When an incumbent president runs for reelection, the record of the incumbent tends to be the central issue.  As Ronald Reagan famously put things in the 1980 election, voters should ask themselves, "are you better off now than four years ago?"  If yes, select four more years, but if not, it’s time for fresh leadership.  The focus on this metric is very sharp at the moment.  Republicans point out the sluggish pace of the recovery and claim that three years is enough time to have seen more impressive results.  In his defense, Obama has reminded the nation what he warned in his first inaugural:  America faced serious and many challenges that would be met but not easily or quickly.  The implicit message from Republicans is that America was in a downturn at the start of the Obama Presidency just as it had been when Bush43 took office but that a four-year presidential term is sufficient time for the new incumbent to take responsibility for economic conditions over the full span of its stewardship when seeking a second term.
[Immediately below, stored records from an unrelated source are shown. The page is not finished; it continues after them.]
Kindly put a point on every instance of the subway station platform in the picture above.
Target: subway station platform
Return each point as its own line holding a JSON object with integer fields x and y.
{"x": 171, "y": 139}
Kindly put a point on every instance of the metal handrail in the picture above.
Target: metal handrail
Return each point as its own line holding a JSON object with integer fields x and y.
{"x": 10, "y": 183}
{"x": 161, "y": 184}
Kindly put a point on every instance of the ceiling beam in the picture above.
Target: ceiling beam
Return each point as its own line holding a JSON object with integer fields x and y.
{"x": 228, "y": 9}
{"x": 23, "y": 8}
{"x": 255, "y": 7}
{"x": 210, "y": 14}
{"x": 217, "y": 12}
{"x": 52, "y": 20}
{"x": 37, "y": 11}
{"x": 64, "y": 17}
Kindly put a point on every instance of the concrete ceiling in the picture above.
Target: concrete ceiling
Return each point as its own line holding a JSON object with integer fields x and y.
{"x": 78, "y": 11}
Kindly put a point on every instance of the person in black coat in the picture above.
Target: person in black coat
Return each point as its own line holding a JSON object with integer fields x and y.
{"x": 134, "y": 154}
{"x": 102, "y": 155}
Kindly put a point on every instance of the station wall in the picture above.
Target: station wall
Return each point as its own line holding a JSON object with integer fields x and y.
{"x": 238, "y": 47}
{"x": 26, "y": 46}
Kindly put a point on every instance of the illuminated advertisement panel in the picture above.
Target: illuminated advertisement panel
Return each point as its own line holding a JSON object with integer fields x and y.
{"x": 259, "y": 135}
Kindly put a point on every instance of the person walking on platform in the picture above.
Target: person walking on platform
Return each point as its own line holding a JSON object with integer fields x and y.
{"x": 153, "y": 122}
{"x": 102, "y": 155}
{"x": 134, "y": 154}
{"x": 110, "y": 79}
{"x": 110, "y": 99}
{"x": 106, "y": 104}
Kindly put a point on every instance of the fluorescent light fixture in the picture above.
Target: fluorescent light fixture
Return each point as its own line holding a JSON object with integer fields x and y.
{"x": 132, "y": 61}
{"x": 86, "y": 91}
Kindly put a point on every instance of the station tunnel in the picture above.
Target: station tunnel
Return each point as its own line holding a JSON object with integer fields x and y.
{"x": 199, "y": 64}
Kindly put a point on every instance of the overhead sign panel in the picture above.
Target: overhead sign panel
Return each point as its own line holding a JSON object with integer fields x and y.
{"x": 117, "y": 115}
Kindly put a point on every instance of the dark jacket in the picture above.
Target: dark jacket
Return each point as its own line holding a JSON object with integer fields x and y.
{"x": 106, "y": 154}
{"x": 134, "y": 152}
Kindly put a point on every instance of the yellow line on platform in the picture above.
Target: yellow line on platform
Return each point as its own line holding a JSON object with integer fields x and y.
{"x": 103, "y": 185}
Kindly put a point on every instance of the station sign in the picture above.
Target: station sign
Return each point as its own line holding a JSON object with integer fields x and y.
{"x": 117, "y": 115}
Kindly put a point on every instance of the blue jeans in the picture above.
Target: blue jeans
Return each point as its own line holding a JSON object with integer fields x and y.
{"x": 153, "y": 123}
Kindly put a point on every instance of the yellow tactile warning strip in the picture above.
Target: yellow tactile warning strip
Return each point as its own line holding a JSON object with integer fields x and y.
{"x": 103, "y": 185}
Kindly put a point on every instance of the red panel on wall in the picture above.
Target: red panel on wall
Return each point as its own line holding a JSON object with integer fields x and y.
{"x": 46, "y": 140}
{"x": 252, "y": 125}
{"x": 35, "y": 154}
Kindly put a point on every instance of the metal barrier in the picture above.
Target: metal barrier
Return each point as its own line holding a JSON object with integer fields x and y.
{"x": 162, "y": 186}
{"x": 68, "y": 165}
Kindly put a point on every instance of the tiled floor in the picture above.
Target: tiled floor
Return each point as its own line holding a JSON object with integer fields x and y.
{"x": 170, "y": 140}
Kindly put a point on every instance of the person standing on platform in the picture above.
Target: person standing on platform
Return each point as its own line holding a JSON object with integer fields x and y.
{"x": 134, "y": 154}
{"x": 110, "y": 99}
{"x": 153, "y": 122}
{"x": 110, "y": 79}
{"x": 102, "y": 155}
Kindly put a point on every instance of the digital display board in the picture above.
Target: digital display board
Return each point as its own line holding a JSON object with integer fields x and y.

So much has changed structurally in the U.S. and global economies since the Clinton administration that the most relevant comparison for 2012 election purposes is that between the Bush43 administration from 2001 through 2008 and the U.S. performance since Barack Obama was sworn in on January 20, 2009.  The tale of this tape is told below.  In compiling Obama’s three-year performance, full-2011 data is available except for GDP growth.  In that particular case, 4Q numbers are being released tomorrow.  The consensus forecast of economists is annualized growth of 3.0% last quarter, and the growth rate from 4Q08 to 4Q11 would be 1.4% per annum if the actual 4Q11 result lies anywhere between 2.5% and 3.5%.  In light of that, GDP growth of 1.4% for Obama has been assumed below.

% Per Annum Bush43 Obama
GDP Growth 1.6% 1.4%
Employment 0.1% -0.4%
CPI 2.4% 2.4%
Core CPI 2.1% 1.6%
DJIA -3.5% 17.6%
Dollar -4.4% -0.6%

Bush43 over eight years and Obama over three had very similar rates of GDP growth and headline inflation.  Core inflation and the rate of employment growth were each a half percentage point less under Obama.  Job creation during both presidencies has been abysmal and well below America’s long-term trend of about 1.8% per annum.   From the standpoint of equity prices and the dollar against the euro, America’s economy performed appreciably better during the Obama years than during the Bush43 Presidency.  Only the final year of President Bush’s eight years in office was marred by the Great Recession, yet his record is somewhat worse than Obama’s. 

Another valid comparison might be the current state of the U.S. economy and how the economy was performing in late 1932.  Imbalances particularly in the financial services sector lay behind the stock market crashes of late 1929 and late 2008.  Both events created upheaval in the global economy.  The response of macroeconomic fiscal and monetary policy was very different in the early 1930s from what was done in 2008-11.  The view that the original financial market strain was more severe this time than in the late 1920s is not a very disputed assertion, and policies favored by the Republican presidential candidates bear a close resemblance to those actually applied in the early 1930s.  Those years serve as a lesson of what might have transpired in 2009-11, if the Fed had stoutly opposed any expansion of its balance sheet and the Federal government had insisted on matching depleted revenues with deep spending cuts.  As weak as the documented Obama economic performance above has been, his results looks absolutely stellar juxtaposed against the Great Depression.

In tonight’s debate from Jacksonville, the Republican candidates will slam the Obama economic record, depicting such in the direst terms.  But the facts paint a much more decent picture under difficult circumstances.